Three banks plan stock offerings to repay gov't loans

ByABC News
May 11, 2009, 9:21 AM

NEW YORK -- Three banks that received a clean bill of health on their stress tests are announcing plans to raise capital to repay taxpayer loans they got last fall.

U.S. Bancorp also plans to sell medium-term notes.

Last Thursday, the government announced results of its stress tests of the 19 largest U.S. banks.

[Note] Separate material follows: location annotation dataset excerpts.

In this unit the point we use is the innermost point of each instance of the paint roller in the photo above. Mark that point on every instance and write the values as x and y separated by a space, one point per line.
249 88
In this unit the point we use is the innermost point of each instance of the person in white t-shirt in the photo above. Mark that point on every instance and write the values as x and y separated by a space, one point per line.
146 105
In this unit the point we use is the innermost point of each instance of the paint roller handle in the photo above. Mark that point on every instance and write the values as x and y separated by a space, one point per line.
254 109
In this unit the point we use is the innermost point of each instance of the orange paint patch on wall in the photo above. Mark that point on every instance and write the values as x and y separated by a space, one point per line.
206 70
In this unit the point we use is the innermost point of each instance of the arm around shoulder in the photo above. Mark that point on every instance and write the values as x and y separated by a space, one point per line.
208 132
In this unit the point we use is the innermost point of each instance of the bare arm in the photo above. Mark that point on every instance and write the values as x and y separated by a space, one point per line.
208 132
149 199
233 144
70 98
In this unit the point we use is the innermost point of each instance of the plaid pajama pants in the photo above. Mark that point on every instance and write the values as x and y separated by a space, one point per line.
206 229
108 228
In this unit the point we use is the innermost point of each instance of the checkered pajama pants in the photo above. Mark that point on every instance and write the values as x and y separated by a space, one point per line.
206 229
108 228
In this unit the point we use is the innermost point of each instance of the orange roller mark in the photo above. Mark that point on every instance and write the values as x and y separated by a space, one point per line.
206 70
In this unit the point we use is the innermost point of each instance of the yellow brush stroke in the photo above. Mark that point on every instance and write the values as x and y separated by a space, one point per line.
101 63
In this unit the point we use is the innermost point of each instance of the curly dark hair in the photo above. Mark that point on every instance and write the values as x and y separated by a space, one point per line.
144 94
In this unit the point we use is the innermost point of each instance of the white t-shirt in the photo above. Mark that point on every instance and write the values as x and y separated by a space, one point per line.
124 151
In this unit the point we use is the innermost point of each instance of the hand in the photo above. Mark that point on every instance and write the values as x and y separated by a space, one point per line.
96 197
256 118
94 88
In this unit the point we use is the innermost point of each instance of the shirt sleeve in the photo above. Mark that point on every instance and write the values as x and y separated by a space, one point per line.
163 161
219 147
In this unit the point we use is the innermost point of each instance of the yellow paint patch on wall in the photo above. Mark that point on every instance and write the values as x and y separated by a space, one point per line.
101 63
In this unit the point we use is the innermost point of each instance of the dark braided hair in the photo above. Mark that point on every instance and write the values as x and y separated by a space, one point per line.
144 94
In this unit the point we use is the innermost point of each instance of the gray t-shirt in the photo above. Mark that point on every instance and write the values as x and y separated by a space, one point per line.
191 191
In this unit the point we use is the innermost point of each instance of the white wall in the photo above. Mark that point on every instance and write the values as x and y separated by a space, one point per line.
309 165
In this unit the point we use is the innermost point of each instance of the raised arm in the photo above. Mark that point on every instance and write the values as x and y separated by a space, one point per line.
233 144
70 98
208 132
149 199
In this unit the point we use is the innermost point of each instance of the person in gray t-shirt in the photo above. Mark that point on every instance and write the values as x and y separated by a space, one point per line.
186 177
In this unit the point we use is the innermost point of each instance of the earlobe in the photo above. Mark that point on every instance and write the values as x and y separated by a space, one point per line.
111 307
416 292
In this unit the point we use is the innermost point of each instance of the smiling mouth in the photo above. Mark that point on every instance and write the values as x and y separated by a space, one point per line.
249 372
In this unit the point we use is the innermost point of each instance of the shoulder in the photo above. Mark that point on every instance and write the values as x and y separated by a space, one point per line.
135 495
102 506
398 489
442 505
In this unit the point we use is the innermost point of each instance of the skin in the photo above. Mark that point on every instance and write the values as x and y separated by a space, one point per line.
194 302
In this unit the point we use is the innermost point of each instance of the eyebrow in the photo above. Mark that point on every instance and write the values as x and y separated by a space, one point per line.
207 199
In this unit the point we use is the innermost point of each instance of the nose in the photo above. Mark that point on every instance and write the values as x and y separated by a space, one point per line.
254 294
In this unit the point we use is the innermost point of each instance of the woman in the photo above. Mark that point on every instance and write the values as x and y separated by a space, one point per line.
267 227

U.S. Bancorp, Capital One and BB&T are among 9 banks deemed to have enough capital to withstand a deeper recession.

U.S. Bancorp took $6.6 billion from the government's Troubled Asset Relief Program, while Capital One took $3.55 billion and BB&T $3.1 billion.

Hundreds of lenders took money from TARP, which was designed to spur lending and improve the economy.

Yet many now view TARP as an albatross that imposes too many restrictions, including on executive pay, and suggests that recipients are desperate for capital.

"Rational, objective lending is one of the most important purposes of the banking system, and when you inject Congress and the administration into it, it effectively politicizes the process, which is not healthy," BB&T Chief Executive Kelly King said in an interview Monday.

King also faulted the stress tests, saying they unnecessarily created "huge levels of anxiety and concern" among investors. "Regulators have always had the ability to assess the capital of institutions, and require more if they chose," he said.

On Friday, Wells Fargo and Morgan Stanley, each found to need more capital under the stress test, sold $8.6 billion and $4 billion of stock, respectively. Morgan Stanley also sold $4 billion of debt.